Dans tous les cas, l’écologie défendue par Élisabeth Borne impliquera des "transformations radicales dans la manière de produire, de nous loger, nous déplacer, consommer… Mais je l’affirme : je ne crois pas un instant que cette révolution climatique passe par la décroissance. Au contraire, ce sont des innovations, des filières nouvelles, des emplois d’avenir." Autre ligne rouge à cette politique verte : dans les secteurs en mutation, "chaque transition ira de pair avec un accompagnement pour la formation et la reconversion" des salariés.

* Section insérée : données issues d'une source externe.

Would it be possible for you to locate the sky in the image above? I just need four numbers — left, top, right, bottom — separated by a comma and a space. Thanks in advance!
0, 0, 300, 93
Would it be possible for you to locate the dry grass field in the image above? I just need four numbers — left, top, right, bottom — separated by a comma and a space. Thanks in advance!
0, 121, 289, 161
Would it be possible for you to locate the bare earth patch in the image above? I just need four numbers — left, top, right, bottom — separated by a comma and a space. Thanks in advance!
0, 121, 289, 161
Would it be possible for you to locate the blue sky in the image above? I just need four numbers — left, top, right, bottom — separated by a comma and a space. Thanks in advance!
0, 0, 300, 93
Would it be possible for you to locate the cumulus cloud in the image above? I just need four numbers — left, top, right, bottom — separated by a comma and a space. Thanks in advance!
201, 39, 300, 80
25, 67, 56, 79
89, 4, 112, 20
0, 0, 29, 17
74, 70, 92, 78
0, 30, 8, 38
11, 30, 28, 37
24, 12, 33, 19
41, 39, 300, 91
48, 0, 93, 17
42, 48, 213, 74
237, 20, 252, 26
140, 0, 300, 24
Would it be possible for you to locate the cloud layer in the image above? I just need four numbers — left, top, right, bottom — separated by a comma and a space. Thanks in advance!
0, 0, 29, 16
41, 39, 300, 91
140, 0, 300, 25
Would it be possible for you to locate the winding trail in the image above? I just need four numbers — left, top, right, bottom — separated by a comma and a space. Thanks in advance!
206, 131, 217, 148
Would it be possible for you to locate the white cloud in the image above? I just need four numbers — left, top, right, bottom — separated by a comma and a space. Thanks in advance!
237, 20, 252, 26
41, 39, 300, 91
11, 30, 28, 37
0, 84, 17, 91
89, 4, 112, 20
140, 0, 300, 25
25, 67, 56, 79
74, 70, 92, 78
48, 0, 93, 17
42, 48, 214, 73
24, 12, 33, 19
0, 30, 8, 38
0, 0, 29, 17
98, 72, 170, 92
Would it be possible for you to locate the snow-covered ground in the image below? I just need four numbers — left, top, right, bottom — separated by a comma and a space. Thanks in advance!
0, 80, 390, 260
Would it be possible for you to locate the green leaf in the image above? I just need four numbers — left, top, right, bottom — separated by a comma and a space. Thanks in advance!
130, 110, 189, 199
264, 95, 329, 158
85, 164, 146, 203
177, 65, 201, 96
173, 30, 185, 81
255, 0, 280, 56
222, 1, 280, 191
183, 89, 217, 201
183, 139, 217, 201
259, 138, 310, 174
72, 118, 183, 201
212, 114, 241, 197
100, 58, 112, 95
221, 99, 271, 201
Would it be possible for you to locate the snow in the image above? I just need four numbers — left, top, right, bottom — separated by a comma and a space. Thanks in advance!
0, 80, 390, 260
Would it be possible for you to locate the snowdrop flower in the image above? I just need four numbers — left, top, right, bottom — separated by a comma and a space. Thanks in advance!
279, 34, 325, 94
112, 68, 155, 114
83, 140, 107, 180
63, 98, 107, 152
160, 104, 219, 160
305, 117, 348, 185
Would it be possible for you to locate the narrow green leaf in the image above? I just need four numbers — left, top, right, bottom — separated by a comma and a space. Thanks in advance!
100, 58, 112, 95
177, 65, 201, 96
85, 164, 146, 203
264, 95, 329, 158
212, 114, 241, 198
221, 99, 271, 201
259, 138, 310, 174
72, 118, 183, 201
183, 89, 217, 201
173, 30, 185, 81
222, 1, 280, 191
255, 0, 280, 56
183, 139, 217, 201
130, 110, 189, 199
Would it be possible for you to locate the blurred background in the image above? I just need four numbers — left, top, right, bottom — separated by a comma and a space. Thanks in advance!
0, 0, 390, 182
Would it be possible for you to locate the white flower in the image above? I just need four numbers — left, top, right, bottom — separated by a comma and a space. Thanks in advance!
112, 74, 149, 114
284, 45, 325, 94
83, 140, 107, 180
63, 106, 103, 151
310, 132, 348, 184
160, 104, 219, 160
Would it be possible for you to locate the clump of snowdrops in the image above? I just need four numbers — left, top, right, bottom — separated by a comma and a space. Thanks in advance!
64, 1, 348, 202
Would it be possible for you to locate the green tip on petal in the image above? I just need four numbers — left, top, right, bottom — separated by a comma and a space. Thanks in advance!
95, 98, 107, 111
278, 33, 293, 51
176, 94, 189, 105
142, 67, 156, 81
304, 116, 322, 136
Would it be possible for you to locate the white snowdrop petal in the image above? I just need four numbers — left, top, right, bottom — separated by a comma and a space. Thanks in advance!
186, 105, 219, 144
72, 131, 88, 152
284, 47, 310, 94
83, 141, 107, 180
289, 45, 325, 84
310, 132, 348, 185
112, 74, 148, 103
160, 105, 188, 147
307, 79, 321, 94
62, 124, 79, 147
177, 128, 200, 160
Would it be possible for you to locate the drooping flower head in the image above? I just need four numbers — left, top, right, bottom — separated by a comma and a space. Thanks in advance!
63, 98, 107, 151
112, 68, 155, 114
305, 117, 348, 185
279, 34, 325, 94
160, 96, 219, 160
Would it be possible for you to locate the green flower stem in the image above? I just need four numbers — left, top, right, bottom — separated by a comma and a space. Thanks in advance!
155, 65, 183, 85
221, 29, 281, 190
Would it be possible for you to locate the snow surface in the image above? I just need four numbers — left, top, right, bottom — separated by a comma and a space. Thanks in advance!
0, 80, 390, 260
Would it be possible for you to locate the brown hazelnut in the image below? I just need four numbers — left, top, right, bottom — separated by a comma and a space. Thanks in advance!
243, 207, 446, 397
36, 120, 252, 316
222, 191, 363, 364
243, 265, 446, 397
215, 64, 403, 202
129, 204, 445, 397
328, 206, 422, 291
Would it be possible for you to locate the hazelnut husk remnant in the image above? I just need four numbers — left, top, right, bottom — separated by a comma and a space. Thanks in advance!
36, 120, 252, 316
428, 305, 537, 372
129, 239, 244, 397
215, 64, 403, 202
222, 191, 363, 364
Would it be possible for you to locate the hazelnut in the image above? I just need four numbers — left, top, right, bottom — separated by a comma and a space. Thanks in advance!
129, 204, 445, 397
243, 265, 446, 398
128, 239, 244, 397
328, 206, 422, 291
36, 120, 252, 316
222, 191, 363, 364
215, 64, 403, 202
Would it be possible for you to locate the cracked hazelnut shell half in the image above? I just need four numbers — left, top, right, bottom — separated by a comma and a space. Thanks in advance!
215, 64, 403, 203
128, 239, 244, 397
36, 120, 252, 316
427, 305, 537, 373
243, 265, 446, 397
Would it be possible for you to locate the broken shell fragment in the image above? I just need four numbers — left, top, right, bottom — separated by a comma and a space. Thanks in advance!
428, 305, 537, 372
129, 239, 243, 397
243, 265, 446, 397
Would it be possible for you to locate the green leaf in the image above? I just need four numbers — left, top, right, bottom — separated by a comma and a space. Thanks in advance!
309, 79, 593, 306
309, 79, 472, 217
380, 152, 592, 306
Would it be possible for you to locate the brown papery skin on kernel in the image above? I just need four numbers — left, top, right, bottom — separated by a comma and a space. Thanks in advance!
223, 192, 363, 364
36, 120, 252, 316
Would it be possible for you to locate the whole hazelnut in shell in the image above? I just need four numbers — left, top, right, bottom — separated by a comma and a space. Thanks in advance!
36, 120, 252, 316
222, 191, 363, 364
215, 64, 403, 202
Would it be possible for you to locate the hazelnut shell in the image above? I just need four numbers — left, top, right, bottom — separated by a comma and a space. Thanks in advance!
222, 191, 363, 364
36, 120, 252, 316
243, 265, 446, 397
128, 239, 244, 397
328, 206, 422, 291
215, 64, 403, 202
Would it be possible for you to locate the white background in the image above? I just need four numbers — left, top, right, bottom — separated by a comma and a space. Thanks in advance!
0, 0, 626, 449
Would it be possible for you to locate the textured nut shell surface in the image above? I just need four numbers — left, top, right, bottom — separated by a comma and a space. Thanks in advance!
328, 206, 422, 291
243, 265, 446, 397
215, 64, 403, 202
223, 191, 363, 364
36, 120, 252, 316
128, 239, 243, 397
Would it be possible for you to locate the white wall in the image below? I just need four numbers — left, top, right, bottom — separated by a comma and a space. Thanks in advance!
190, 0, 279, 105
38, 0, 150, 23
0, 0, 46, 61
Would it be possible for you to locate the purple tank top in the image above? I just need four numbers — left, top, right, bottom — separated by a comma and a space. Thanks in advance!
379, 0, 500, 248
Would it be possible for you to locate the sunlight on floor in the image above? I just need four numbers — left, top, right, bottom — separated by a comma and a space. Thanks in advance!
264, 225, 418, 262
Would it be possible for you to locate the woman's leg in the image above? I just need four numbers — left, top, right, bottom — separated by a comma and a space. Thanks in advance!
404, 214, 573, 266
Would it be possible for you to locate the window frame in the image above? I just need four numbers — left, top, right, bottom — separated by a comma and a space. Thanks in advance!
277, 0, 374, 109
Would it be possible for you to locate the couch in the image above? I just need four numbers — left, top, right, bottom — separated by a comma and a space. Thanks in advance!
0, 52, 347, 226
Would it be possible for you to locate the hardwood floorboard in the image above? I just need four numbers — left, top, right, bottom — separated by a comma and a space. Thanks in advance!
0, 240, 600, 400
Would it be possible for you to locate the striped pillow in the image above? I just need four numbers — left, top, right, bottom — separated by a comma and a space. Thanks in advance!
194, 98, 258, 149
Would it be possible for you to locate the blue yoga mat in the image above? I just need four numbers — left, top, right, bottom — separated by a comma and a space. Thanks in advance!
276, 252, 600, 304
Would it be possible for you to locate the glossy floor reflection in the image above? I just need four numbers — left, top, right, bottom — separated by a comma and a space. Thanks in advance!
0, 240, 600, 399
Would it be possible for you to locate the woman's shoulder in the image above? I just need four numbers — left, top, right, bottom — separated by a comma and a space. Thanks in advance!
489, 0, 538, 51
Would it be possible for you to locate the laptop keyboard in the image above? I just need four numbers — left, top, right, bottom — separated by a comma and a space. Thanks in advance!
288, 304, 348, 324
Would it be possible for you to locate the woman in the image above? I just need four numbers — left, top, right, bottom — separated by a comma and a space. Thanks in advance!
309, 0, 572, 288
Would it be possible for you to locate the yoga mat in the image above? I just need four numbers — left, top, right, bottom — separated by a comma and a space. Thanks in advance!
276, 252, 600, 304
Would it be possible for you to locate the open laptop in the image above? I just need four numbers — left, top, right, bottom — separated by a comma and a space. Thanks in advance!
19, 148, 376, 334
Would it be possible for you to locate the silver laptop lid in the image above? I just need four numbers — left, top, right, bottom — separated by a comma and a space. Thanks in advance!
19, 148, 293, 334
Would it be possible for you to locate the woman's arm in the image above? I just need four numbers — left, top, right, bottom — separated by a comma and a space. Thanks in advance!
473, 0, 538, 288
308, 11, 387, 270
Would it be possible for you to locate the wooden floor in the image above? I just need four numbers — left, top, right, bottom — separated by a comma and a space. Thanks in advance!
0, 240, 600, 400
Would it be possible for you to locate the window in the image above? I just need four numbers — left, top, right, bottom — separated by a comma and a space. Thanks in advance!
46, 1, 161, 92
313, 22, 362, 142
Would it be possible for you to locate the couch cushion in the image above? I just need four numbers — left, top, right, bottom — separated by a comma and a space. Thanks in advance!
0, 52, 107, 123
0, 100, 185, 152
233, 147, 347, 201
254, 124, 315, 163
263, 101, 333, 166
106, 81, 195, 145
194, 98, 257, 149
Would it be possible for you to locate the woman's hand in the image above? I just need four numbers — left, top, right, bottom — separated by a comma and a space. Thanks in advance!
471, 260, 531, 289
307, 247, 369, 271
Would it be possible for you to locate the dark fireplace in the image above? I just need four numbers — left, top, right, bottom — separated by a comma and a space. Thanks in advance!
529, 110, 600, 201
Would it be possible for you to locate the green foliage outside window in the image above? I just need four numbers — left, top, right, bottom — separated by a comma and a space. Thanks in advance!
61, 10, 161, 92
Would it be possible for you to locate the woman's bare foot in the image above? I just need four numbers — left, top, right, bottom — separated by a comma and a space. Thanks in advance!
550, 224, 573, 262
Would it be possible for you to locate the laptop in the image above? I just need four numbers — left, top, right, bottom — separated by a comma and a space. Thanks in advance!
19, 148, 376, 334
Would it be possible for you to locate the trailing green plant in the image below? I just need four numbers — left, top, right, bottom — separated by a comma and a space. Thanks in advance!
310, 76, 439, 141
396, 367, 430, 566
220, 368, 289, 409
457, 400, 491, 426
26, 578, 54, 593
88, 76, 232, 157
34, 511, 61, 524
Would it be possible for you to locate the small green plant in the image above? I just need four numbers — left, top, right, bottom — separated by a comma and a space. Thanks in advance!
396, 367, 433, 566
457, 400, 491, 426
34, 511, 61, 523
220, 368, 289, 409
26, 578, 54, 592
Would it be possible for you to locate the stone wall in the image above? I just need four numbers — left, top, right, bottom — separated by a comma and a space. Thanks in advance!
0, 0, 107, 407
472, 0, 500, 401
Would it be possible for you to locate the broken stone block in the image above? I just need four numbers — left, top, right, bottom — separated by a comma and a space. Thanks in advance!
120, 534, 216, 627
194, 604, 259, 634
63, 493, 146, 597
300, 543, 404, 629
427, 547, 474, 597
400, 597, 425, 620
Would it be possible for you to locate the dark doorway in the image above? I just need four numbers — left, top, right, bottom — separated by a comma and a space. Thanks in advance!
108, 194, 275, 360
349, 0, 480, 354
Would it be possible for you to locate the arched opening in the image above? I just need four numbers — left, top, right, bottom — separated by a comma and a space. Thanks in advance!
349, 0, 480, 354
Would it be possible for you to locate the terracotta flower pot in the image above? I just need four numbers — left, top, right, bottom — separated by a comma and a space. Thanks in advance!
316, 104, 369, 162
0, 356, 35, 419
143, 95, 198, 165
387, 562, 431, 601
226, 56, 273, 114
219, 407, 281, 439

Une baisse des impôts de production, au nom de la souveraineté

Dernier axe économique présenté par Élisabeth Borne : la "souveraineté". C’est en son nom qu’elle réitère la volonté de l’exécutif de baisser à nouveau les impôts de production en 2023. Cette suppression de la cotisation sur la valeur ajoutée (CVAE) devrait représenter un gain de près de 8 milliards d’euros pour les entreprises, avant tout pour les grands groupes, les ETI et les PME de plus de 500 000 euros de chiffre d'affaires.

La souveraineté sera aussi au cœur d’une "nouvelle loi de programmation militaire". Elle devrait donner de la visibilité à l’industrie de la défense. Un autre projet, "d’orientation et d’avenir pour l’agriculture", est également annoncé. Lui visera, entre autres, à "faire émerger une nouvelle génération" d’exploitants, tout en veillant à une "juste rémunération" des acteurs. Pour le reste, la Première ministre renvoie, là encore, au plan d’investissement France 2030 et à ses "50 milliards d’euros pour l’innovation, la recherche et la réindustrialisation"… une somme a priori surestimée, puisque cette stratégie a été, en réalité, dotée de 34 milliards fin 2021.

Voilà pour la feuille de route. Reste à régler la question de sa mise en œuvre. Confrontée à une majorité relative à l’Assemblée nationale, Élisabeth Borne a insisté, tout au long de son propos, sur sa volonté de "bâtir ensemble". C’est-à-dire associer "plus que jamais" les partenaires sociaux aux futures réformes, mais aussi trouver "des majorités de projet", texte par texte, dans l’hémicycle. Une gageure au vu des premiers chahuts qui auront ponctué ce discours de politique générale.